Monday, January 12, 2015

Surprise! Justice Alito issues one-man employment law opinion

Well, I wasn't expecting a SCOTUS opinion this morning. But, surprise! - we got one. First, some background....

Approximately one year ago, the Sixth Circuit held that an employee suffered an adverse employment action in Deleon v. Kalamazoo Cnty. Rd. Comm'n. The case was a mix of Equal Protection Clause, Title VII, and ADEA claims. What was the adverse employment action? Well, the employer involuntarily transferred the employee to . . . (here's where things get weird) . . . a position that he had previously applied for just a few months earlier, which was a lateral transfer and the employee himself viewed as "possessing better potential for career advancement."

The lone dissenting judge had a different (and colorful) perspective:
Even after plumbing the depths of logic, experience, case law and common sense, I must return to this surface point: When an employee voluntarily applies for, and obtains, a job transfer, his employer has not subjected him to an adverse employment action.
We'll put you down as a "strong disagree" your honor. Maybe Ohio employment lawyer, Jon Hyman, saw it differently . . . . nope: "There is so much wrong with this opinion that I don’t know where to start."

That brings us to today. The Supreme Court (aka SCOTUS) issued an order denying certiorari in a bajillion cases (rough estimate). But alllll the way down at the bottom we have a surprise opinion from Justice Alito in Deleon:
JUSTICE ALITO, dissenting from denial of certiorari. 
Certiorari is appropriate when “a United States court of appeals . . . has so far departed from the accepted and usual course of judicial proceedings . . . as to call for an exercise of this Court’s supervisory power.” Supreme Court Rule 10(a). The decision of the Sixth Circuit in this case—holding that respondent suffered an adverse employment action when his employer transferred him to a position for which he had applied—qualifies for review under that standard.

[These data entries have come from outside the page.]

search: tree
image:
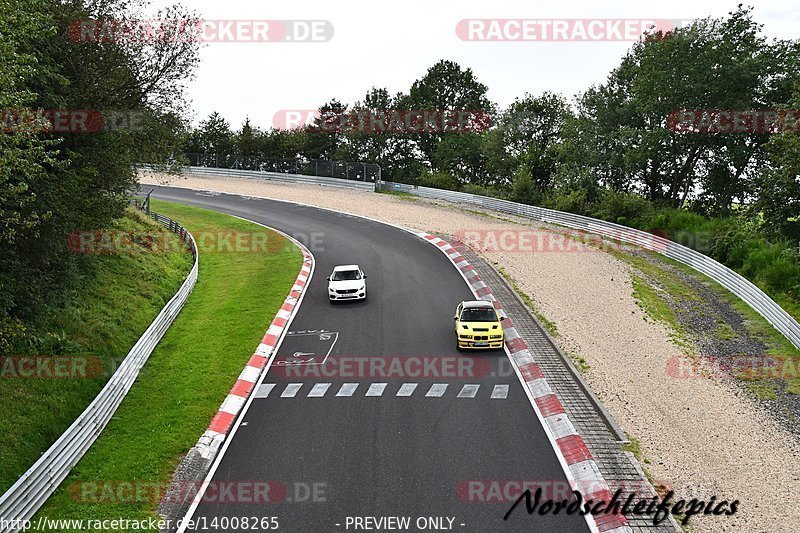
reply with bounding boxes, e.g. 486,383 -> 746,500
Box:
0,0 -> 199,324
752,88 -> 800,246
406,60 -> 494,178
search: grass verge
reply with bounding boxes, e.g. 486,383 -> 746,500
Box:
0,211 -> 192,494
29,200 -> 302,520
611,247 -> 800,392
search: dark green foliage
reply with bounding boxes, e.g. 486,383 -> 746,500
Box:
0,0 -> 198,326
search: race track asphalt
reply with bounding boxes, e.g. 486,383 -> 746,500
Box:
147,186 -> 588,533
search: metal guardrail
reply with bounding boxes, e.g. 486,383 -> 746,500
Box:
166,167 -> 380,191
0,206 -> 197,533
381,181 -> 800,348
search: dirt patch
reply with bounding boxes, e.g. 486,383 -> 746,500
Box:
143,175 -> 800,532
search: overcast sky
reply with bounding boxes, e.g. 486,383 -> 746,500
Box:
154,0 -> 800,128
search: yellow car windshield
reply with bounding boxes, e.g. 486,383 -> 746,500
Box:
461,307 -> 497,322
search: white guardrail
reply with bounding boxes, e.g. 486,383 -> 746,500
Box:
0,207 -> 197,533
180,167 -> 800,348
177,167 -> 375,191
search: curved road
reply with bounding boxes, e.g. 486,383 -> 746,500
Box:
148,187 -> 588,533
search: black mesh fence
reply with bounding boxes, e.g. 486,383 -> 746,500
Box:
186,153 -> 381,182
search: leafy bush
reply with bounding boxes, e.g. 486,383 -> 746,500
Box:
420,172 -> 461,191
591,190 -> 655,228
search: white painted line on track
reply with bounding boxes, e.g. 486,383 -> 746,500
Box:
425,383 -> 447,398
281,383 -> 303,398
366,383 -> 386,396
336,383 -> 358,396
458,384 -> 481,398
308,383 -> 331,398
256,383 -> 275,398
397,383 -> 417,396
492,385 -> 508,400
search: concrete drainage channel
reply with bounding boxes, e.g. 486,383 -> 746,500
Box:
450,240 -> 682,532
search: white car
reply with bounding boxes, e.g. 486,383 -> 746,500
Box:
328,265 -> 367,302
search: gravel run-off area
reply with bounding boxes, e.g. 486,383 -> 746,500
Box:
141,174 -> 800,532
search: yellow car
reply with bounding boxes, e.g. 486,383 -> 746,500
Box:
453,300 -> 503,350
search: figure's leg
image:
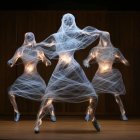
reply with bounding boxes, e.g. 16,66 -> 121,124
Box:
85,98 -> 93,121
34,100 -> 52,133
114,94 -> 128,121
9,92 -> 20,122
89,97 -> 100,132
48,104 -> 56,122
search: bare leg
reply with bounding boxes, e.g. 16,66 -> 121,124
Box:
88,97 -> 100,132
85,98 -> 93,121
9,93 -> 20,122
114,95 -> 128,121
34,100 -> 52,133
48,104 -> 56,122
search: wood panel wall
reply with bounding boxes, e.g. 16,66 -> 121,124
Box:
0,10 -> 140,116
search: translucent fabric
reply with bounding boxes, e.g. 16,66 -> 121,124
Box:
38,13 -> 99,103
8,32 -> 51,101
84,32 -> 128,95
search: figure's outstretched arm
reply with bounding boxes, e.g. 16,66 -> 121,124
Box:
36,35 -> 56,47
37,50 -> 51,66
115,49 -> 129,66
7,48 -> 23,67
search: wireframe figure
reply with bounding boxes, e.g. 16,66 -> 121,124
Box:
83,32 -> 128,121
34,13 -> 100,133
8,32 -> 55,122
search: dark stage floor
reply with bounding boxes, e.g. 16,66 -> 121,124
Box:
0,116 -> 140,140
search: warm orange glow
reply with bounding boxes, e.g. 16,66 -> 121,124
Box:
25,64 -> 34,73
99,63 -> 112,73
60,54 -> 72,64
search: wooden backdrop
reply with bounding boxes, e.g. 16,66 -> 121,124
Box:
0,10 -> 140,116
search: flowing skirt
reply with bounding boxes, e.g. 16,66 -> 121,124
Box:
9,73 -> 46,101
92,69 -> 126,95
43,59 -> 97,103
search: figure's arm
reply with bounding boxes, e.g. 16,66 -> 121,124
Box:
7,48 -> 22,67
115,49 -> 129,65
36,35 -> 56,47
37,50 -> 51,66
83,48 -> 96,68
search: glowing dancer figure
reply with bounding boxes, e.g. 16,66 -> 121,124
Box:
83,32 -> 128,121
34,13 -> 100,133
8,32 -> 55,122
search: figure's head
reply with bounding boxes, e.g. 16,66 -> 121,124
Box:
99,31 -> 111,47
24,32 -> 36,45
62,13 -> 75,27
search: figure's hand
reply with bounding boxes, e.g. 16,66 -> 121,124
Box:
7,59 -> 13,67
122,60 -> 130,66
46,60 -> 51,66
83,59 -> 89,68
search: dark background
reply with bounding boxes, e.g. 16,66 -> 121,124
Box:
0,0 -> 140,117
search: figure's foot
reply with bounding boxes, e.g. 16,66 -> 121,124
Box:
92,119 -> 100,132
14,112 -> 20,122
34,126 -> 39,134
121,115 -> 128,121
85,114 -> 90,122
51,115 -> 56,122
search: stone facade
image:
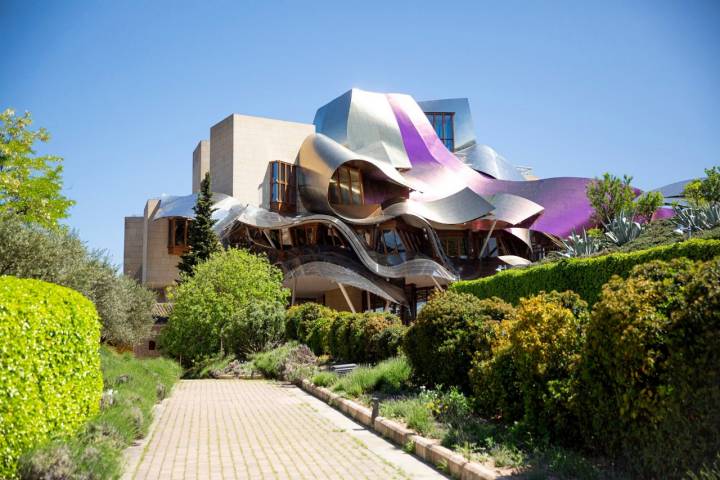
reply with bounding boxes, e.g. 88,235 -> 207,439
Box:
193,140 -> 210,193
123,217 -> 145,281
123,114 -> 316,308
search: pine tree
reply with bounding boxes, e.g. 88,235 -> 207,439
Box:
178,173 -> 221,275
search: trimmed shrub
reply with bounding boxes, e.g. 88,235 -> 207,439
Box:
0,215 -> 155,346
403,291 -> 513,391
0,277 -> 103,478
285,302 -> 333,344
322,312 -> 406,363
450,239 -> 720,305
18,346 -> 181,480
510,292 -> 588,441
305,314 -> 333,355
312,371 -> 338,387
577,258 -> 720,478
470,292 -> 589,440
159,248 -> 289,366
332,357 -> 412,397
252,342 -> 317,382
469,336 -> 524,421
327,312 -> 355,360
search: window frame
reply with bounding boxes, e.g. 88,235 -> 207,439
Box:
328,165 -> 365,207
269,160 -> 297,213
168,217 -> 191,255
425,112 -> 455,152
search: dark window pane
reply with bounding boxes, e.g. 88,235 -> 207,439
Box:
329,172 -> 340,203
338,168 -> 350,205
174,219 -> 185,246
350,169 -> 363,205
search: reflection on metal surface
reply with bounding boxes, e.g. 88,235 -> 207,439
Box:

Indeed, the holding of the court below is so clearly wrong that summary reversal is warranted. The strangeness of the Court of Appeals’ holding may lead this Court to believe that the holding is unlikely to figure in future cases, but the decision, if left undisturbed, will stand as a binding precedent within the Sixth Circuit. I would grant review and correct the Sixth Circuit’s obvious error . . . . 
The decision of the court below is unprecedented and clearly contrary to the statutes on which respondent’s claims are based. I would grant the petition for certiorari and summarily reverse.
Alas, Justice Alito was the only one.